White House threatens to deport Dreamers if no deal is reached by March 5

Trump said Dreamers have "nothing to worry about."

Demonstrators, many of them recent immigrants to America, protest the government shutdown and the lack of a deal on DACA (Deferred Action for Childhood Arrivals) outside of Federal Plaza on January 22, 2018 in New York City. CREDIT: Photo by Spencer Platt/Getty Images
Demonstrators, many of them recent immigrants to America, protest the government shutdown and the lack of a deal on DACA (Deferred Action for Childhood Arrivals) outside of Federal Plaza on January 22, 2018 in New York City. CREDIT: Photo by Spencer Platt/Getty Images

Last September, President Trump said he has “great love” for the so-called “Dreamers,” referring to recipients of the Deferred Action for Childhood Arrivals (DACA) program. Days later, he went a step further, tweeting that Dreamers have “nothing to worry about.”

“No action!” he promised.

On Thursday, Trump proposed legislation that would provide a path to citizenship for as many as 1.8 million young undocumented immigrants in exchange slashing legal immigration, his beloved wall, and a crackdown on other undocumented immigrants living in the U.S.

The White House has described the plan as an “extremely generous” take-it-or-leave-it proposal. The New York Times reported Thursday that White House officials said the list of “enhanced security measures” were nonnegotiable, and, “[t]hey warned that if no deal is reached, DACA recipients will face deportation when the program fully expires on March 5.”

One unnamed senior official said the young immigrants would not be specifically targeted, but rather they would be treated as “illegal immigrants” who would be processed for deportation if they came into contact with immigration officers. And even if they won’t be targeted for deportation — although they could be, as the government has a vast amount of personal information on each Dreamer that they were required to turn over to apply for the program — without the DACA program, its recipients will lose their work permits.

So much for having “nothing to worry about.”

Giving immigrants many things to worry about has been a top priority of the Trump administration, and Thursday’s deportation threat is more evidence that the White House sees the 690,000 young people who benefit from DACA as a bargaining chip, not as 690,000 people with lives, jobs, homes, and families.

The situation for Dreamers has been fraught for some time. Even before Trump rescinded DACA, Dreamers were being deported, and now, with each passing day, 122 DACA recipients lose their status, according to The Center for American Progress. (ThinkProgress is an editorially independent outlet housed at CAP).
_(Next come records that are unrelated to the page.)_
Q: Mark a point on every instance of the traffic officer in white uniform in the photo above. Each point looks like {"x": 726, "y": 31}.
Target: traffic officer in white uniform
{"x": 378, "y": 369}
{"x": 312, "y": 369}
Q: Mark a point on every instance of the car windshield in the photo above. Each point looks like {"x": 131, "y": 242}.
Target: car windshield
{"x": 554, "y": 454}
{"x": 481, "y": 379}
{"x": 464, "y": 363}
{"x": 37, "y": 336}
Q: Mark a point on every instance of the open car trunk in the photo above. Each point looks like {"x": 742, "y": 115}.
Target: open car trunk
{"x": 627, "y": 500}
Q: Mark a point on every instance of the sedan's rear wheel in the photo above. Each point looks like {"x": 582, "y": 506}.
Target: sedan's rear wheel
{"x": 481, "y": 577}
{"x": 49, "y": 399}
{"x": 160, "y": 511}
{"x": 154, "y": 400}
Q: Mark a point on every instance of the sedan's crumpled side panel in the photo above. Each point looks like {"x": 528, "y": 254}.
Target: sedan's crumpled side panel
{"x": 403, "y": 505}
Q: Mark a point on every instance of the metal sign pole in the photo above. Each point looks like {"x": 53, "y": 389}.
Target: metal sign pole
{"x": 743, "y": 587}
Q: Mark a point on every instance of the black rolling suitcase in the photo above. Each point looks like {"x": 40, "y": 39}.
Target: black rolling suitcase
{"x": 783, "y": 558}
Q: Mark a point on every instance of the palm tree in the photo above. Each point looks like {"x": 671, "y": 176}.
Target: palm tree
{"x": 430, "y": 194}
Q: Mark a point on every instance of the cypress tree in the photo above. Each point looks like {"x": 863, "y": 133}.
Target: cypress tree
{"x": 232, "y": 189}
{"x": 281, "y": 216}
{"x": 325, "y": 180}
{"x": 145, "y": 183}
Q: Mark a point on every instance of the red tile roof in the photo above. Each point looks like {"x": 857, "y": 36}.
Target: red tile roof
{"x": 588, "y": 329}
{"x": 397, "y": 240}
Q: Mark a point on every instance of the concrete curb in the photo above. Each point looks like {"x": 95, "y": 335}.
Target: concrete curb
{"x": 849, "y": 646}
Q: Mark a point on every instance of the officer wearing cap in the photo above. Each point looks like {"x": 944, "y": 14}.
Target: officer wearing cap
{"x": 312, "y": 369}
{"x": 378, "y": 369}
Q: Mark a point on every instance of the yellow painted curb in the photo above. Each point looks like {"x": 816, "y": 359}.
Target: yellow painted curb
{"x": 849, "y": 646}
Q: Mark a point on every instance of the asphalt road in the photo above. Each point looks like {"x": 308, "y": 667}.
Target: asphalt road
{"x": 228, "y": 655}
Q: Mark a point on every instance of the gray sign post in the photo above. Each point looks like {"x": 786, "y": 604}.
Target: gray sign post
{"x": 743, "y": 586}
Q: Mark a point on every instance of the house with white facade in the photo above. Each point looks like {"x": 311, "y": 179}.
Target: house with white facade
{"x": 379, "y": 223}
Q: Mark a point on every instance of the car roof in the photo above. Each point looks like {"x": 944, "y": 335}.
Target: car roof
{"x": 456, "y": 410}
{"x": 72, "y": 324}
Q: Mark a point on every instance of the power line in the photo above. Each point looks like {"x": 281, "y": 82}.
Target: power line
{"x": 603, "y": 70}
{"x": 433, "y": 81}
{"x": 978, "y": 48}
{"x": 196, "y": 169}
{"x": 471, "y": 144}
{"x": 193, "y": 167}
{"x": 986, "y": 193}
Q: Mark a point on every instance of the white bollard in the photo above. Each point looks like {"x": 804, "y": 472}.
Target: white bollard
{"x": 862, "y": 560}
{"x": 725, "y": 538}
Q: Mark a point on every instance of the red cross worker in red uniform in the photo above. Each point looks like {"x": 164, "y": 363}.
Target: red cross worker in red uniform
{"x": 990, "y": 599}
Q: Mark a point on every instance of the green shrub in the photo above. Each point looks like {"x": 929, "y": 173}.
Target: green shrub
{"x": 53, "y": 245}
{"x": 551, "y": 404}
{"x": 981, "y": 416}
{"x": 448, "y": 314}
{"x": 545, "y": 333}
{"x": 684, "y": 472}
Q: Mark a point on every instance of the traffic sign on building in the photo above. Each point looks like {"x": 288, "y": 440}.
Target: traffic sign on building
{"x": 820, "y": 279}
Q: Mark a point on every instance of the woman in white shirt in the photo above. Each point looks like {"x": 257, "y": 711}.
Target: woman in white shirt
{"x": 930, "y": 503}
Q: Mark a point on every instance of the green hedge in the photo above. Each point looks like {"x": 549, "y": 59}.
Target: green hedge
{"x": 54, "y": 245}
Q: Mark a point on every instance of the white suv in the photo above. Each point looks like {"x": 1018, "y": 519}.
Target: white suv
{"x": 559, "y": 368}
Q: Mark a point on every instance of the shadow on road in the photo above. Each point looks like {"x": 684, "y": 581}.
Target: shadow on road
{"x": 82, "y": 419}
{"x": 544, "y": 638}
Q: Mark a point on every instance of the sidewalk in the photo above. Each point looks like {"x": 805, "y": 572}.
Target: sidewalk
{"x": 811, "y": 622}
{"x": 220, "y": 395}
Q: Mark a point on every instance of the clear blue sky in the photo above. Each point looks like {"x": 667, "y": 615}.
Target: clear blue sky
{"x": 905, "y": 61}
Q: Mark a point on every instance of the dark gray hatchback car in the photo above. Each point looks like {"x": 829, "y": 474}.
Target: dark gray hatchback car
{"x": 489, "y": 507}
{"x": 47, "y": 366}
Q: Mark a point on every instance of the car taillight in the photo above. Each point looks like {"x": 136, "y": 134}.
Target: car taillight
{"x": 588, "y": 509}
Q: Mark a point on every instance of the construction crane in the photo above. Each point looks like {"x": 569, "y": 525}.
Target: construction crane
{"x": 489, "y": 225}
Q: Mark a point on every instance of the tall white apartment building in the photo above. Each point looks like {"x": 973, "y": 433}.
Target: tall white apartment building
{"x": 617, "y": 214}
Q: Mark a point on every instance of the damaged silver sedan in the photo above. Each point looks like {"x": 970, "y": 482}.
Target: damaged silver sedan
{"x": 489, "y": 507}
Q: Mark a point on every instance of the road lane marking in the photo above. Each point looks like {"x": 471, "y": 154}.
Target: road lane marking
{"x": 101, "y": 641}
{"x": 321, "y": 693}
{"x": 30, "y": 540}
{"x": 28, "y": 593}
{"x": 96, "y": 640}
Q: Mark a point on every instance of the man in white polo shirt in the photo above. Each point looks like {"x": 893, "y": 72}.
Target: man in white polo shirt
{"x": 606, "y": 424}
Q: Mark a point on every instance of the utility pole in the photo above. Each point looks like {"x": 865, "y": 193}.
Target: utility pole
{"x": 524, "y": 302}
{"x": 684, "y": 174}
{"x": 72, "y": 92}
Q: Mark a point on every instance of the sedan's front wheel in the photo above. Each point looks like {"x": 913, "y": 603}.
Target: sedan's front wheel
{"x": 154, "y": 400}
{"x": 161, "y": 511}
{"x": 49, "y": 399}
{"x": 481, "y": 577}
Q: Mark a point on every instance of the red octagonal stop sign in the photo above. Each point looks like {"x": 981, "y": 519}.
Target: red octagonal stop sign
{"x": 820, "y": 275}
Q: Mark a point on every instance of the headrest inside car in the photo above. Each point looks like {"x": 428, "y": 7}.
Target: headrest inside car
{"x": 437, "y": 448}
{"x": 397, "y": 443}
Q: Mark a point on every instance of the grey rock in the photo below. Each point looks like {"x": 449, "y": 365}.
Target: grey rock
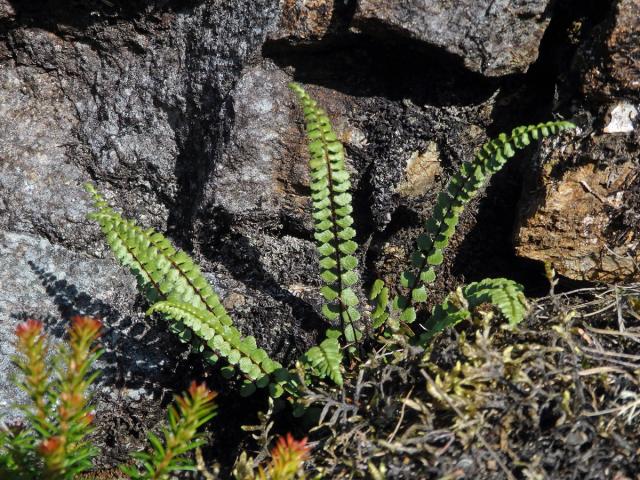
{"x": 491, "y": 37}
{"x": 50, "y": 283}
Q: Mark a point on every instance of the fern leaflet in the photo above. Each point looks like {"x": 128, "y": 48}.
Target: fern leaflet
{"x": 324, "y": 360}
{"x": 504, "y": 294}
{"x": 175, "y": 286}
{"x": 450, "y": 203}
{"x": 332, "y": 210}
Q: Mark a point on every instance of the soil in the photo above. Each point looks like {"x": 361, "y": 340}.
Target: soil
{"x": 554, "y": 398}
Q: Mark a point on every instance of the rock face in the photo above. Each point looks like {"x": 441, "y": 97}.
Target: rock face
{"x": 582, "y": 211}
{"x": 178, "y": 110}
{"x": 491, "y": 37}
On Friday afternoon, Senate Minority Leader Chuck Schumer (D-NY) rejected Trump’s proposal.

“He uses [Dreamers] as a tool to tear apart our legal immigration system and adopt the wish list that anti-immigration hardliners have advocated for for years,” Schumer said on Twitter Friday.

Sen. Dick Durbin (D-IL), the Democratic Whip, has also publicly rejected the president’s proposal, saying in a statement Thursday night, “Dreamers should not be held hostage to President Trump’s crusade to tear families apart and waste billion of American tax dollars on an ineffective wall.”

Much of the rest of the caucus can be expected to follow in Durbin and Schumer’s footsteps, and without Democratic support, the deal could be dead in the water. The government is funded only through February 8, having reopened after Democrats agreed to a funding deal when Senate Majority Leader Mitch McConnell (R-KY) made a promise to put a DACA deal on the table.

A vote on the White House plan, while anathema to Democrats, would technically fulfill McConnell’s pledge.